恐らくほとんど記憶にない父を、そして父の経験した苦しみを、戦後60年たった段階で細い糸をたぐるようにして作られた作品である。見たことのない父の耳、垢じみた軍帽の何とリアルなことだろう。「若き耳」に対する作者の深い愛情が、切々と迫ってくる。「俘虜死せし父に転生あるならば暖衣飽食こころゆくまで」「父の木霊つくづくほうし水ほうしと啼かぬ日はなし一生を啼かむ」といった歌にも胸を打たれる。
歌の作者、森さんが60歳を過ぎてようやく、戦死した父親を歌にしたこと、石原吉郎が長い年月、思いを言葉にできなかったこと――その沈黙の重みを思うとき、歴史というものは行間を読まなければならないのだと痛感する。語られなかったことは、なかったことではない。沖縄の「集団自決」も、語ることができないほど体験者の心を苛み続けている。戦争は今も終わっていないのだ。
しかし最近、不思議なことに戦争を身近に感じるようになりました、それは、戦争が終わってから自分が生まれるまでの年月より、
これまで生きてきた人生の長さが、いつのまにか倍になってたのに気づいたからです。
自分の人生の起点が、戦争からさほど遠くなかった、そしてこれからは、ますますその
感覚が強くなるかもしれません。
年齢を重ね、「戦争を身近に感じるように」なられた由、同感します。
宮柊二の「中国に兵なりし日の五ケ年をしみじと思ふ戦争は悪だ」という歌の結句を、私は「当たり前じゃない!」と思っていました。しかし、今回、石原吉郎の苦しみを知り、戦争がさまざまな形で人の精神を致命的に損なうことを本当に恐ろしく感じました。人間の弱さ、「悪」のいろいろな様相を思うとき、戦争という極限状態をなんとしてでも避けたいと思います。
そしてつい先日、もうひとつのことに気がつきました。この子たちは「戦争体験者と同時代に生きる最後の世代」。生きている戦争体験者の生の声を聞くことができる子どもは、あと数年で絶えるな、と…。そんなときにちょうどこの文章を読んで、なんだか不思議な気持ちになりました。
1996年生まれの末娘は、104歳まで生きれば3つの世紀をまたいで生きることになります。22世紀までも、戦争の恐ろしさと愚かさは伝わるでしょうか。

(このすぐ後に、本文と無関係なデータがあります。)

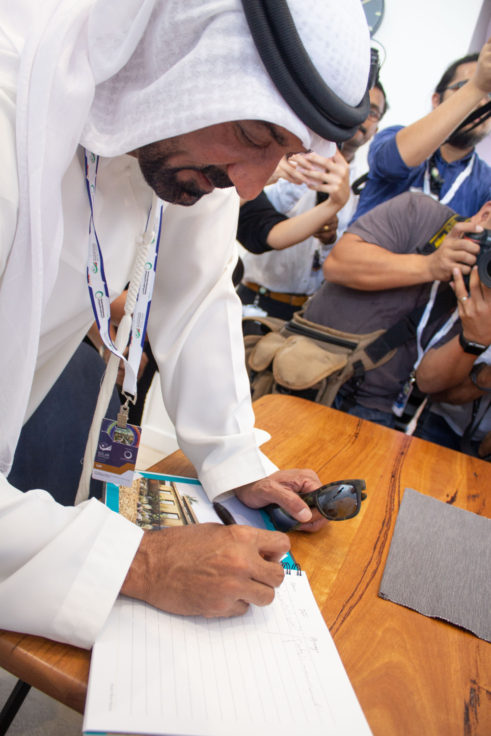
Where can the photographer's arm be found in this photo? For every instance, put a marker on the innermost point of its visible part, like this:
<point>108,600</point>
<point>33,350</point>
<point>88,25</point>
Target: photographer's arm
<point>416,142</point>
<point>447,367</point>
<point>360,265</point>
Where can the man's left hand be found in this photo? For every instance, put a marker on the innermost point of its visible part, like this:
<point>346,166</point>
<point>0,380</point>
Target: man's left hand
<point>283,488</point>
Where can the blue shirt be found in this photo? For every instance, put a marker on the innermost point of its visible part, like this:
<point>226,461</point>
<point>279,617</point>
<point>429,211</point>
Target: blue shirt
<point>389,176</point>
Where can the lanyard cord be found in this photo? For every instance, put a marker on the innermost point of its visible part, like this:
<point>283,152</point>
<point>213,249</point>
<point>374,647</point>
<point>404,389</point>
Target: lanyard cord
<point>127,325</point>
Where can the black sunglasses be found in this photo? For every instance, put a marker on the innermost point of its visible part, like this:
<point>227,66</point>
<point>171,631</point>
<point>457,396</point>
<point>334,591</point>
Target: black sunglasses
<point>335,501</point>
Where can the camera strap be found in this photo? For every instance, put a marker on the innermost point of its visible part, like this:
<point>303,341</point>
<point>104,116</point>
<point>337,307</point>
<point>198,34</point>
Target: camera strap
<point>437,239</point>
<point>430,179</point>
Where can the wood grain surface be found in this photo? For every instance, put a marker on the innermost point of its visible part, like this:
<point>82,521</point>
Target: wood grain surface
<point>413,675</point>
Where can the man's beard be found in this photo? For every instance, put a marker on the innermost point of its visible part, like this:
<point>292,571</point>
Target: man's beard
<point>165,181</point>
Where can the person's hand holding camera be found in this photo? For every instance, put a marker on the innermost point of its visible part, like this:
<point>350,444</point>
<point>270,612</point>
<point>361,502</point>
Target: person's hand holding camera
<point>474,307</point>
<point>456,251</point>
<point>328,175</point>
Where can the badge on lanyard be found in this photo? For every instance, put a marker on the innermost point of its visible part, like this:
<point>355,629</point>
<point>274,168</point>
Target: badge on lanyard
<point>118,442</point>
<point>117,450</point>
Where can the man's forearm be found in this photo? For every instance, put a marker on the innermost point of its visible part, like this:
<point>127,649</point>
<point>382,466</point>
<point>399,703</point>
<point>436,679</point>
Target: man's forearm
<point>444,367</point>
<point>365,266</point>
<point>296,229</point>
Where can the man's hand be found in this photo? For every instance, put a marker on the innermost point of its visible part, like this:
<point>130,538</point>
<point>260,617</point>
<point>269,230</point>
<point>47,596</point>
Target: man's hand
<point>329,175</point>
<point>455,251</point>
<point>283,488</point>
<point>474,307</point>
<point>329,232</point>
<point>286,169</point>
<point>208,569</point>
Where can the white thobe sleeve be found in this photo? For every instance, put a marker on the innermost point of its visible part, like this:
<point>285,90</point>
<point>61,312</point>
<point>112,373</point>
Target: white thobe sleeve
<point>61,568</point>
<point>195,332</point>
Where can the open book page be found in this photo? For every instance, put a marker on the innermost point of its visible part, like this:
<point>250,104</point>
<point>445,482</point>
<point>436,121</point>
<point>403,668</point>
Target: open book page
<point>155,501</point>
<point>274,670</point>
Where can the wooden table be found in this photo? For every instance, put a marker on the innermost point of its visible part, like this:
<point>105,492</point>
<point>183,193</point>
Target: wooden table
<point>412,674</point>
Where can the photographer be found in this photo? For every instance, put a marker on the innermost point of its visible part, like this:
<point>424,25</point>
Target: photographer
<point>434,154</point>
<point>381,270</point>
<point>457,374</point>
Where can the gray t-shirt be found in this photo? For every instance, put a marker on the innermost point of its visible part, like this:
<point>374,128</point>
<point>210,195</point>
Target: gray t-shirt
<point>403,225</point>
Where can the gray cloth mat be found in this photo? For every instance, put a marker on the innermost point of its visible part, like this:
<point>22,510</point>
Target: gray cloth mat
<point>439,563</point>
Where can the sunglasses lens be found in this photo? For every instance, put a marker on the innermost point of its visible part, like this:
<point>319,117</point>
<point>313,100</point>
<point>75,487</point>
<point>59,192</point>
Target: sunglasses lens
<point>338,502</point>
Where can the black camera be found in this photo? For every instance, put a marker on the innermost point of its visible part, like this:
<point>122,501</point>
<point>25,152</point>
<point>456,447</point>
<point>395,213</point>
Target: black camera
<point>483,262</point>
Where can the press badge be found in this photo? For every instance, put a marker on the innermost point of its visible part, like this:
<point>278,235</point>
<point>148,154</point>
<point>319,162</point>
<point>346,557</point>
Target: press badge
<point>117,450</point>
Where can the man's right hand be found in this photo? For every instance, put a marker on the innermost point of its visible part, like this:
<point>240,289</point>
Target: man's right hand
<point>456,251</point>
<point>208,569</point>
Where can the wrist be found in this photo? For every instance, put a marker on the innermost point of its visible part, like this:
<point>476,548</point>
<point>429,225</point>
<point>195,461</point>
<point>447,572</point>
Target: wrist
<point>471,346</point>
<point>480,377</point>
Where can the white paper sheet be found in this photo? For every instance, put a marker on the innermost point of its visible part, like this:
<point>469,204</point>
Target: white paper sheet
<point>274,670</point>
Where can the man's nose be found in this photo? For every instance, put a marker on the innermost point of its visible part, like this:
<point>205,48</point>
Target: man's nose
<point>250,177</point>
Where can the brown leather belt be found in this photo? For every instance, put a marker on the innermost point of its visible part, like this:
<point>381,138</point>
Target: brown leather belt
<point>295,300</point>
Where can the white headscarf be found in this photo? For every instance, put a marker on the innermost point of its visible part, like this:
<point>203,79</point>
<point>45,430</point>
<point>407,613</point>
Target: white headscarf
<point>115,75</point>
<point>196,66</point>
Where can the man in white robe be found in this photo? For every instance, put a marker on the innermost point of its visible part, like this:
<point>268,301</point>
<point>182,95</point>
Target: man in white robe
<point>179,84</point>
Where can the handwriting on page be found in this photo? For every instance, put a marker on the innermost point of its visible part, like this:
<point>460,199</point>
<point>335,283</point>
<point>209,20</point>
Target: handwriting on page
<point>273,668</point>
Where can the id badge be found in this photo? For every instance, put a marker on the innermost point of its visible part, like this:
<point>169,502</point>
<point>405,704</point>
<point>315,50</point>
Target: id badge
<point>117,450</point>
<point>399,405</point>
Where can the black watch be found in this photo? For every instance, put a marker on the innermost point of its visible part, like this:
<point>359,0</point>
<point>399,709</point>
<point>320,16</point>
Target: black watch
<point>475,348</point>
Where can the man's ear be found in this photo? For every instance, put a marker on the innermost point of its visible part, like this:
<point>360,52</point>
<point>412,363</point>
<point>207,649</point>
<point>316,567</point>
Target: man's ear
<point>436,98</point>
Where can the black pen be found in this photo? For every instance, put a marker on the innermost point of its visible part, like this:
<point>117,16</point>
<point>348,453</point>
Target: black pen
<point>223,514</point>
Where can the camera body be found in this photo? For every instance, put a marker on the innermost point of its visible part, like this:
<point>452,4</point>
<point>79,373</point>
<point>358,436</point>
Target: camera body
<point>483,262</point>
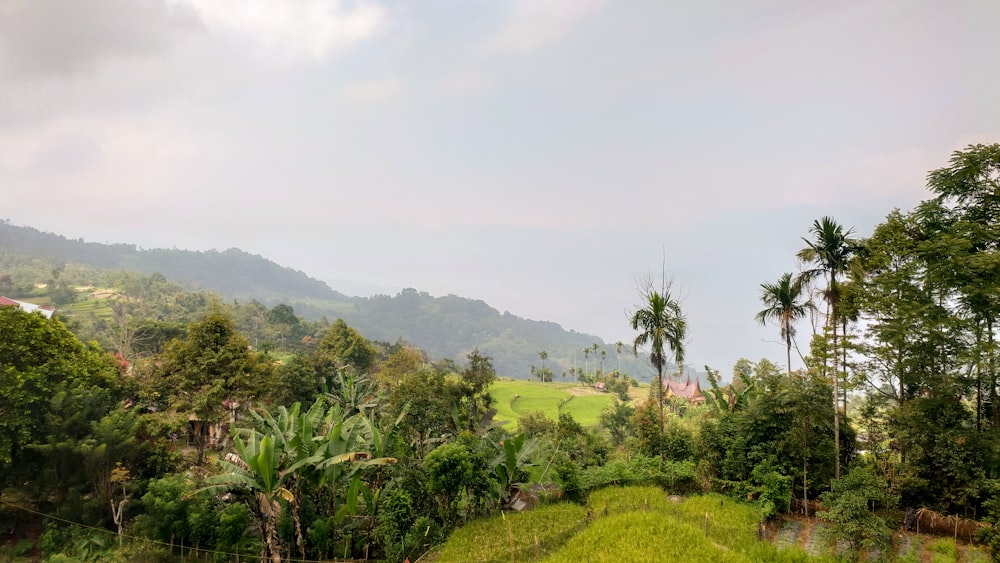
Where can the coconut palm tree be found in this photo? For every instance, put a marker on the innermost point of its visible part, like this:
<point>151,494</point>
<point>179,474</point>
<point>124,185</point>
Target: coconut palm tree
<point>784,303</point>
<point>662,326</point>
<point>829,253</point>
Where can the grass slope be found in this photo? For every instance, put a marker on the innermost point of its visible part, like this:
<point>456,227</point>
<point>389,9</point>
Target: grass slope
<point>529,534</point>
<point>624,524</point>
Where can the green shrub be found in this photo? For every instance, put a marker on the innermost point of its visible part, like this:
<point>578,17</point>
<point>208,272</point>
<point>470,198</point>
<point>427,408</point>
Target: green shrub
<point>848,509</point>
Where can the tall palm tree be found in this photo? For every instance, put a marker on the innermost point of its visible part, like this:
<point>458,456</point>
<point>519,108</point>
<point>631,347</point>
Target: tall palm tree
<point>662,326</point>
<point>830,252</point>
<point>784,303</point>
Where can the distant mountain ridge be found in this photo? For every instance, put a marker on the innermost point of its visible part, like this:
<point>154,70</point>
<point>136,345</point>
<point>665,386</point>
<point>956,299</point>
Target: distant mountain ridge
<point>445,327</point>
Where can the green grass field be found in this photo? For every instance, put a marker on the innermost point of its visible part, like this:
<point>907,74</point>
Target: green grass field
<point>515,398</point>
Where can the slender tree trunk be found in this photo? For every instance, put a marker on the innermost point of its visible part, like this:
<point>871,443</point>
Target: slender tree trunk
<point>836,394</point>
<point>805,487</point>
<point>990,362</point>
<point>843,364</point>
<point>788,352</point>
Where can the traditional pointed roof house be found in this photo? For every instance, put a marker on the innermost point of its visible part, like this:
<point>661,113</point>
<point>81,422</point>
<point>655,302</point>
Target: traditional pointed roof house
<point>687,390</point>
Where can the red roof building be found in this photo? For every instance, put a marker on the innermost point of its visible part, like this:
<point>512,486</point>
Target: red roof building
<point>27,307</point>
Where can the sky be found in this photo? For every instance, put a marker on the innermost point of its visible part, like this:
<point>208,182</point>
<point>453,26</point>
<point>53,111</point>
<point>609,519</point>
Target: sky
<point>541,155</point>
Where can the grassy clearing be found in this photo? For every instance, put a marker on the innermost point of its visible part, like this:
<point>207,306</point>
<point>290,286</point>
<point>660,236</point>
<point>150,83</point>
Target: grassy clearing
<point>642,536</point>
<point>625,524</point>
<point>943,551</point>
<point>530,534</point>
<point>516,398</point>
<point>587,409</point>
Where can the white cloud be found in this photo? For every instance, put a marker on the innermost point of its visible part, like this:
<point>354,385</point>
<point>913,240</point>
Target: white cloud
<point>467,82</point>
<point>299,29</point>
<point>534,23</point>
<point>367,91</point>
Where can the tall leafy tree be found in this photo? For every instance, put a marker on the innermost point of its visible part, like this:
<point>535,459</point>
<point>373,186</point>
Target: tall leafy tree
<point>785,302</point>
<point>210,371</point>
<point>662,326</point>
<point>344,346</point>
<point>829,252</point>
<point>968,251</point>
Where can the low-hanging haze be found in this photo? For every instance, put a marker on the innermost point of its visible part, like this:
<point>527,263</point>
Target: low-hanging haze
<point>540,155</point>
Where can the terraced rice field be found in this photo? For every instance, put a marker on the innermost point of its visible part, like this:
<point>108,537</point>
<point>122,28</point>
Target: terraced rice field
<point>516,398</point>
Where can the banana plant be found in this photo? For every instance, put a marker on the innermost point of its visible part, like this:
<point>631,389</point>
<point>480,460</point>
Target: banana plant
<point>259,470</point>
<point>512,457</point>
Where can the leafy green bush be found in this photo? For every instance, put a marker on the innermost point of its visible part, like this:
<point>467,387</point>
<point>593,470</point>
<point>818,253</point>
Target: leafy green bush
<point>848,509</point>
<point>774,489</point>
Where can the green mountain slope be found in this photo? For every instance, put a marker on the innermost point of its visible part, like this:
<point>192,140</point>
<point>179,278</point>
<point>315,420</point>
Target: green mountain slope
<point>445,327</point>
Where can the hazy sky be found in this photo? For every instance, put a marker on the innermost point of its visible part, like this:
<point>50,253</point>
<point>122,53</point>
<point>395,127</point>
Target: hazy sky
<point>539,154</point>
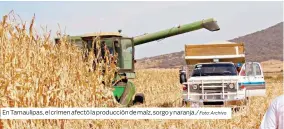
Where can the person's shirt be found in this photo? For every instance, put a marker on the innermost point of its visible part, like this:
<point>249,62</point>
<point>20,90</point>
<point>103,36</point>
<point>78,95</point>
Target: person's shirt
<point>274,116</point>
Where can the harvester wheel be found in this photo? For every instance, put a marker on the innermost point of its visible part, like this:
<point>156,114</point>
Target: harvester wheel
<point>139,98</point>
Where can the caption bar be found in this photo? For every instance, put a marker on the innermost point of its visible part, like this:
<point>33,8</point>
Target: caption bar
<point>115,113</point>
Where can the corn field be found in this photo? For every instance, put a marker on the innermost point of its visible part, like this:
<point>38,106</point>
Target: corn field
<point>34,72</point>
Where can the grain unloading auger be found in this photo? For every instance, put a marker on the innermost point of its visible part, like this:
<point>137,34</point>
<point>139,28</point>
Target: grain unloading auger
<point>124,89</point>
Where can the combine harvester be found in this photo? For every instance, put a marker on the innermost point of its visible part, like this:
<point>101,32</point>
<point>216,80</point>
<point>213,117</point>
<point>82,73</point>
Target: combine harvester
<point>217,74</point>
<point>124,91</point>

伝えてもらわなければならないと思います。
新聞社で「戦後60年」の特集づくりに関わったときに痛感したのが、「戦争体験者の生の声」が聞けるのはあと少し、ということでした。
語られぬままに埋もれてはいけない話を聞いて次世代に伝えるのは、本当に大切なことだと思います。
「歌でしか言えない」という言葉に、深いものを感じます。
「偽りの無い気持ち」から少しずれてしまう危険性も孕みながら、歌は多くの人の支えや慰めとなってきたのだと思います。
私は森松子さんの歌に、見たことのないものを見る力こそ、詩歌をつくる原点だろうか、と思わされました。